How things play out in the coming weeks, months and even years depends a lot on what type of radioactive particles have been released, and how far they’ve spread, say experts. At this point, it’s still difficult to say exactly how much radiation has leaked out of Fukushima. In the immediate vicinity of the reactors, radiation levels hit extreme levels, but fall dramatically the further one moves away from the reactors. Still, health officials in Japan detected high levels of radiation in dairy products and on spinach grown near Fukushima. The government halted sales of those foods. Trace amounts of radiation have been found in Tokyo drinking water, though at levels too low to be harmful. Most recently, radiation was detected in sea water near the plant, raising concerns that it could contaminate fish, though again, the levels were low.

Not all radiation is the same, and this will also factor into how long the crisis lingers. The most common radioactive element that’s been released from Fukushima is iodine-131. The great concern with that element is that it attacks the thyroid gland, particularly in young children. Iodine-131 was responsible for a large number of the cancer cases after Chernobyl, but that was also due to the failure of officials to limit the consumption of food from around the stricken plant. Iodine-131 has a half-life of eight days—a measure of how fast it decays—and within three months it will be gone. A potentially more harmful element also released from Fukushima is caesium-137, a substance that emits gamma rays and, with a half-life of 30 years, some fear it could lead to increased cancer rates in the future. Meanwhile, the most dangerous element at Fukushima is plutonium, which was used as a fuel in reactor three, and has a half-life of 25,000 years. Fortunately no traces of it have been found outside the reactors.

Once the reactors and spent fuel pools are under control, researchers will begin detailed testing of the area around the plant. Only then will we know the extent of the radiation leak and what will be needed to clean it up. “It could be something as easy as scrubbing down the industrial site and being done with it,” says Alexander Sich, associate professor of physics at the Franciscan University in Steubenville, Ohio. “Or they may have to go out five miles and scrape off the top soil.”
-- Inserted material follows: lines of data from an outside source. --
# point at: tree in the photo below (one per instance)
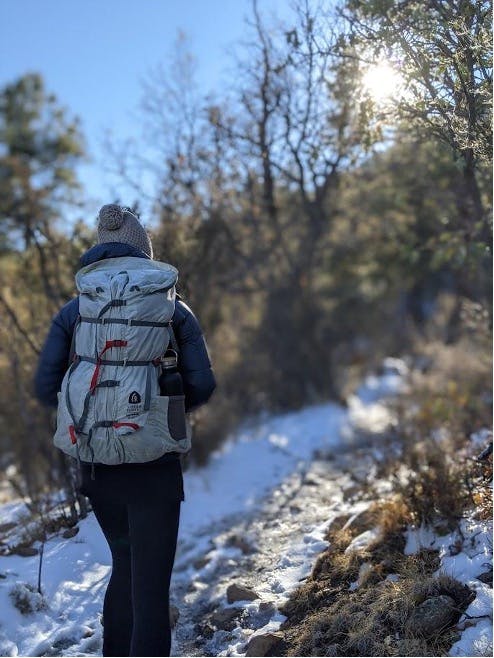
(39, 149)
(442, 50)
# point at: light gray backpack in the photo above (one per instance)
(110, 410)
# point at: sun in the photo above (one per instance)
(382, 82)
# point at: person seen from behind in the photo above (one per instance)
(124, 361)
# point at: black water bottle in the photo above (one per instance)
(170, 380)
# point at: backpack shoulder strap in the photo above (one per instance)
(173, 338)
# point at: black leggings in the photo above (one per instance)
(142, 536)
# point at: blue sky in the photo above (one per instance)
(93, 55)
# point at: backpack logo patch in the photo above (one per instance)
(134, 398)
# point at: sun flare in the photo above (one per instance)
(382, 82)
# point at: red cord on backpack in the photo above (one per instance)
(108, 345)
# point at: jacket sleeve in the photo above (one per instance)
(194, 363)
(54, 357)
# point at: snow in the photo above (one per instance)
(464, 554)
(264, 460)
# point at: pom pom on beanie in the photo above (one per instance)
(117, 224)
(110, 217)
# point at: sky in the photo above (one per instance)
(93, 55)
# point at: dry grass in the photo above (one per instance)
(435, 480)
(325, 616)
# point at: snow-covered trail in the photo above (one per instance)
(255, 516)
(269, 551)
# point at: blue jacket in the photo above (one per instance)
(194, 364)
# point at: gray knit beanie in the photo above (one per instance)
(119, 224)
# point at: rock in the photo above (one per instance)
(258, 618)
(201, 562)
(432, 616)
(174, 615)
(70, 532)
(5, 527)
(260, 645)
(239, 593)
(25, 551)
(224, 619)
(240, 542)
(486, 577)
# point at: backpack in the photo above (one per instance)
(110, 410)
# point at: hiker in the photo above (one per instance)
(113, 335)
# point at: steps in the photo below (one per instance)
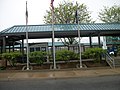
(117, 61)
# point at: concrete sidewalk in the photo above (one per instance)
(49, 74)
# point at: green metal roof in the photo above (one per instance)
(63, 30)
(63, 27)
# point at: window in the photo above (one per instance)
(37, 48)
(31, 49)
(43, 48)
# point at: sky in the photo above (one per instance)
(12, 12)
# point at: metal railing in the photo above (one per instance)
(110, 60)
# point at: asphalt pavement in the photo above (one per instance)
(56, 74)
(80, 83)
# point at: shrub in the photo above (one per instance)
(38, 57)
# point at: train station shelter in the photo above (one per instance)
(16, 34)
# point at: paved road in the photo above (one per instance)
(88, 83)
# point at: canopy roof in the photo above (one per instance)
(63, 30)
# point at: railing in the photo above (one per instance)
(110, 60)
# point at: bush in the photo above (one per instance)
(38, 57)
(66, 55)
(11, 57)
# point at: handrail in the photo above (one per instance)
(110, 60)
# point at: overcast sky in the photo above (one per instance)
(12, 12)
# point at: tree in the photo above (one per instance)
(110, 15)
(64, 13)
As for the reactors and pools themselves, the cleanup will be long and slow, says Murray Jennex, a professor at San Diego State University in California, who did testing work at Chernobyl. The spent fuel may be kept on site for several years until it cools and can be transported to a permanent dry-storage site. It will probably be months before a robot can be sent in to examine the reactors.

What he doesn’t expect to see is any of the measures that were needed at Chernobyl, like a giant concrete sarcophagus or the infamous exclusion zone. “It’s a misnomer that Chernobyl was a no-go zone,” says Jennex. “It was a no-live zone, but people worked at the remaining reactors right up until the last one closed in 2000.” Indeed, today the area is a wildlife refuge, and has become a popular vacation spot for Ukrainians known as the “Chernobyl Riviera.” In Japan, there may be an area a few kilometers around the plant where people are not permitted to live, he says, but houses near there were already destroyed by the tsunami and the government is planning to move people further inland anyway.

Ultimately it is the workers at the plant who are truly at risk. This is how it was for the heroes at Chernobyl, too. Anatoly Grishchenko was one of several helicopter pilots who flew emergency missions to dump wet concrete over the molten reactor. He spent three months on the scene, and was feted as a “hero of the world” for his work. Four years after the reactor was sealed, Grishchenko died of acute leukemia at a specialized cancer hospital in Seattle where he’d been brought for treatment. In all, of the 50 deaths the World Health Organization directly attributed to radiation from Chernobyl, almost all were emergency workers, many of whom died within months of the accident.

There is one way Fukushima will be like both Three Mile Island and Chernobyl. Previously an overlooked and unknown blip on a map, it will forever be remembered not as a place, but a terrifying nuclear event.